Lithium-ion batteries have revolutionized renewable energy storage technology, not only for portable phones but also for storage in electric grid and the automotive sector. High efficiency, long life cycle and high energy density are the most desirable characteristics of high-performance batteries. The important critical parameters which influence the battery performance are primary particle size and crystalline phases of the electrode materials. These parameters can be extracted from the data collected using X-ray diffractometry.
The X-ray diffraction (XRD) technique is a non-destructive technique and heavily used in laboratory work for various applications such as identification and quantification of crystalline phases and average crystallite size analysis of synthesized powder materials. The extracted crystallographic information such as interlayer spacing can be used to calculate the degree of graphitization or the orientation index in graphite battery anode materials.

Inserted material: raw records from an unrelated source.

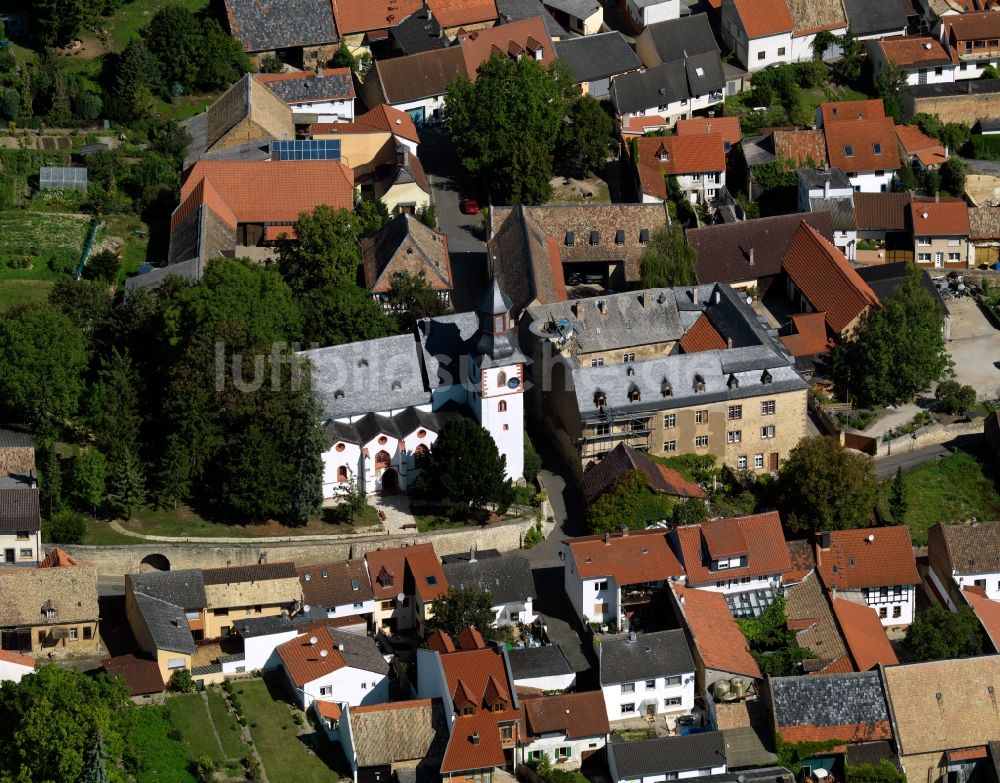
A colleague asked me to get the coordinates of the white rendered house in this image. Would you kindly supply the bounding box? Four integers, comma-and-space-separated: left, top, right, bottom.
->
598, 630, 696, 723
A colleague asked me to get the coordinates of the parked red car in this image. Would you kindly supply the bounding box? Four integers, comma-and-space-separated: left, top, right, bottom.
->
460, 198, 480, 215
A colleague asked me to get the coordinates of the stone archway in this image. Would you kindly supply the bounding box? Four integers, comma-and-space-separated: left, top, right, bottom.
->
139, 553, 170, 572
380, 468, 400, 496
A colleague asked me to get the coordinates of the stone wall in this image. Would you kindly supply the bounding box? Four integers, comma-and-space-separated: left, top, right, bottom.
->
876, 419, 985, 457
57, 512, 551, 576
906, 88, 1000, 125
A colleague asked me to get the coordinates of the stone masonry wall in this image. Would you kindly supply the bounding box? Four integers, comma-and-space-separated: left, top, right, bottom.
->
876, 419, 985, 457
56, 512, 551, 576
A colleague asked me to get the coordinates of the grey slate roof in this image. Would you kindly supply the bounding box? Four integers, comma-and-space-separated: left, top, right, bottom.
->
235, 614, 296, 638
323, 407, 453, 448
810, 197, 856, 232
507, 645, 574, 681
0, 489, 40, 533
610, 55, 724, 115
526, 288, 684, 354
257, 71, 354, 104
441, 551, 535, 606
910, 79, 1000, 99
856, 262, 945, 314
391, 10, 448, 55
224, 0, 338, 53
798, 168, 852, 192
133, 592, 198, 655
0, 429, 32, 449
497, 0, 569, 37
645, 14, 720, 63
842, 0, 907, 38
124, 257, 205, 293
555, 32, 642, 84
770, 671, 890, 728
300, 334, 431, 420
543, 0, 601, 20
599, 629, 695, 685
329, 628, 390, 675
610, 732, 727, 778
130, 569, 207, 610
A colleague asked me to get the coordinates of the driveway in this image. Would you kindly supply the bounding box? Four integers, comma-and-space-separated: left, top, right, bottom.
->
418, 126, 486, 310
946, 296, 1000, 401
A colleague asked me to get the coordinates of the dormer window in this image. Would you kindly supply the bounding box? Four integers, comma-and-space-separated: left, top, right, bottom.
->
494, 314, 506, 333
661, 379, 672, 397
493, 700, 506, 712
334, 389, 345, 400
358, 359, 369, 368
627, 366, 635, 377
628, 385, 641, 402
727, 374, 739, 390
351, 578, 359, 590
391, 380, 402, 391
304, 573, 312, 581
462, 706, 475, 716
659, 150, 669, 162
761, 369, 772, 385
693, 375, 705, 392
595, 391, 606, 408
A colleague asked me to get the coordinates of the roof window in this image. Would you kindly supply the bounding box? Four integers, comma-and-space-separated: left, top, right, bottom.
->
426, 575, 437, 586
304, 573, 312, 581
640, 228, 650, 244
761, 369, 772, 385
351, 578, 359, 590
695, 66, 704, 77
844, 145, 854, 157
334, 389, 345, 400
727, 374, 739, 390
358, 359, 369, 368
873, 142, 882, 154
615, 229, 625, 245
322, 569, 328, 578
693, 375, 705, 392
566, 231, 575, 246
590, 230, 600, 245
628, 384, 641, 402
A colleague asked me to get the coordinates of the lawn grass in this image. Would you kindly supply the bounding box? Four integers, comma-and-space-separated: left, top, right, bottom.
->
84, 518, 140, 545
0, 279, 53, 312
105, 0, 211, 52
239, 678, 346, 783
876, 447, 1000, 545
131, 706, 198, 783
206, 691, 245, 759
0, 211, 91, 264
152, 92, 222, 122
118, 505, 357, 539
166, 693, 228, 765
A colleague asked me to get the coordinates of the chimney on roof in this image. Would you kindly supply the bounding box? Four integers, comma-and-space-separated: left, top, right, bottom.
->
605, 532, 611, 545
598, 299, 608, 315
748, 246, 754, 267
640, 291, 649, 309
621, 527, 629, 537
471, 732, 480, 746
469, 546, 477, 563
691, 287, 699, 304
707, 122, 712, 134
574, 302, 585, 321
727, 336, 733, 349
824, 178, 830, 198
945, 145, 949, 158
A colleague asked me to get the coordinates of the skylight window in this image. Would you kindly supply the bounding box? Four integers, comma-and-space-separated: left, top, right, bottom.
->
844, 145, 854, 157
873, 142, 882, 154
426, 575, 438, 586
695, 66, 704, 77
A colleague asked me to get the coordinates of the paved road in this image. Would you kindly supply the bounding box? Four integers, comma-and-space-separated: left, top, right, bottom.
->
875, 443, 951, 478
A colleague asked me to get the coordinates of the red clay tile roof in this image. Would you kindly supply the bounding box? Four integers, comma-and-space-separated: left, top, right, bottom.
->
313, 104, 421, 146
441, 711, 511, 772
812, 655, 855, 675
428, 0, 498, 28
427, 629, 457, 653
679, 313, 728, 353
675, 116, 743, 147
366, 543, 448, 602
276, 628, 349, 688
782, 222, 880, 335
878, 35, 956, 68
440, 646, 514, 711
816, 526, 919, 590
909, 200, 971, 237
0, 649, 35, 668
566, 529, 685, 585
731, 0, 794, 37
819, 99, 886, 127
635, 136, 727, 197
963, 586, 1000, 650
896, 124, 948, 167
785, 540, 816, 584
459, 17, 554, 77
522, 691, 611, 739
621, 116, 671, 136
830, 598, 899, 671
702, 518, 750, 560
780, 721, 892, 743
174, 160, 354, 229
780, 312, 831, 357
947, 746, 990, 763
332, 0, 423, 34
673, 512, 792, 586
852, 192, 912, 231
457, 626, 486, 651
315, 700, 342, 720
772, 129, 828, 167
39, 548, 80, 568
945, 11, 1000, 41
824, 115, 900, 175
671, 584, 762, 678
103, 654, 165, 696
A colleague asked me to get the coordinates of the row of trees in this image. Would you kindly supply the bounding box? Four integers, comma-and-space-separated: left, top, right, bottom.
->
445, 55, 615, 204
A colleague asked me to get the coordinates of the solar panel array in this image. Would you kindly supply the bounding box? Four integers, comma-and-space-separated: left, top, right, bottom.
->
270, 139, 341, 161
39, 166, 88, 192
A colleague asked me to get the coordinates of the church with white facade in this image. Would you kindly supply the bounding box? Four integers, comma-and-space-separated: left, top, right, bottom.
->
300, 279, 526, 499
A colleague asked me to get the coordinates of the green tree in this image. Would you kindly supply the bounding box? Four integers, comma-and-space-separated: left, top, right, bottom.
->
302, 284, 395, 346
523, 433, 542, 484
86, 349, 143, 465
39, 447, 63, 518
109, 37, 161, 121
672, 497, 709, 525
832, 264, 948, 407
33, 0, 88, 47
0, 305, 89, 432
888, 467, 908, 525
587, 470, 652, 534
445, 54, 565, 202
0, 665, 133, 783
259, 55, 284, 73
417, 203, 438, 230
902, 605, 983, 661
83, 249, 120, 285
386, 271, 449, 333
43, 509, 87, 545
329, 42, 360, 71
874, 61, 908, 122
832, 34, 863, 84
196, 18, 252, 91
167, 669, 196, 693
737, 596, 817, 676
0, 87, 19, 121
427, 587, 499, 640
423, 418, 511, 511
935, 379, 977, 414
940, 157, 967, 197
640, 225, 698, 287
557, 95, 614, 176
778, 436, 876, 533
72, 450, 107, 514
107, 449, 146, 519
896, 163, 918, 192
277, 205, 363, 293
80, 730, 110, 783
812, 30, 838, 60
354, 195, 390, 237
142, 5, 205, 93
76, 91, 103, 121
48, 278, 114, 343
328, 469, 367, 524
982, 64, 999, 79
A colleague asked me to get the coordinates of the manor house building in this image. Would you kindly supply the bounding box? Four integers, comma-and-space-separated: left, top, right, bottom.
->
525, 284, 808, 478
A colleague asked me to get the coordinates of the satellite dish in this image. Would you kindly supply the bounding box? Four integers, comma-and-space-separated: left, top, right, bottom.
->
320, 649, 329, 658
746, 295, 753, 305
397, 592, 406, 603
303, 604, 311, 613
309, 636, 318, 645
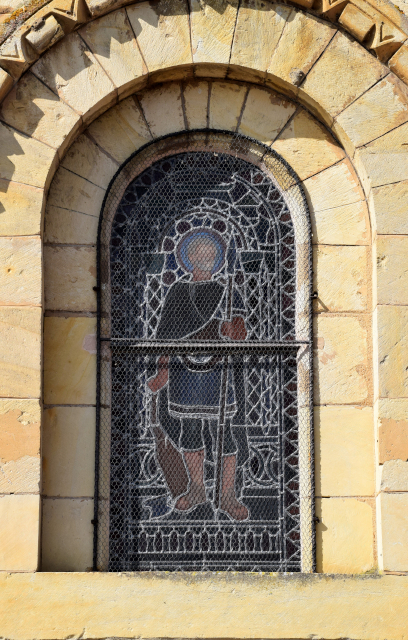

In this study, we will investigate the Li-ion battery, LMFP (LiMnxFe1-x(PO4)) cathode materials with varying Mn content from 0 to 0.8, and some synthetic graphite (anode) samples using the Aeris bench-top X-ray diffractometer. Furthermore, the investigation of the correlation to crystallite size with the primary particle size of cathode materials using the Ultra Small Angle X-ray Scattering (USAXS) technique on the Empyrean Nano edition X-ray diffractometer will also be briefly discussed.
Anil Kumar - Application Specialist XRD
- Who should attend?
Professors, researchers and scientists in electronics technology, R&D engineers and QC engineers in the battery industry and anyone conducting research or interested in characterizing Li-ion battery materials using the XRD technique.
- What will you learn?
How to use X-ray diffraction for the determination of phase composition and crystallite size in cathode materials, and the degree of graphitization in anode materials.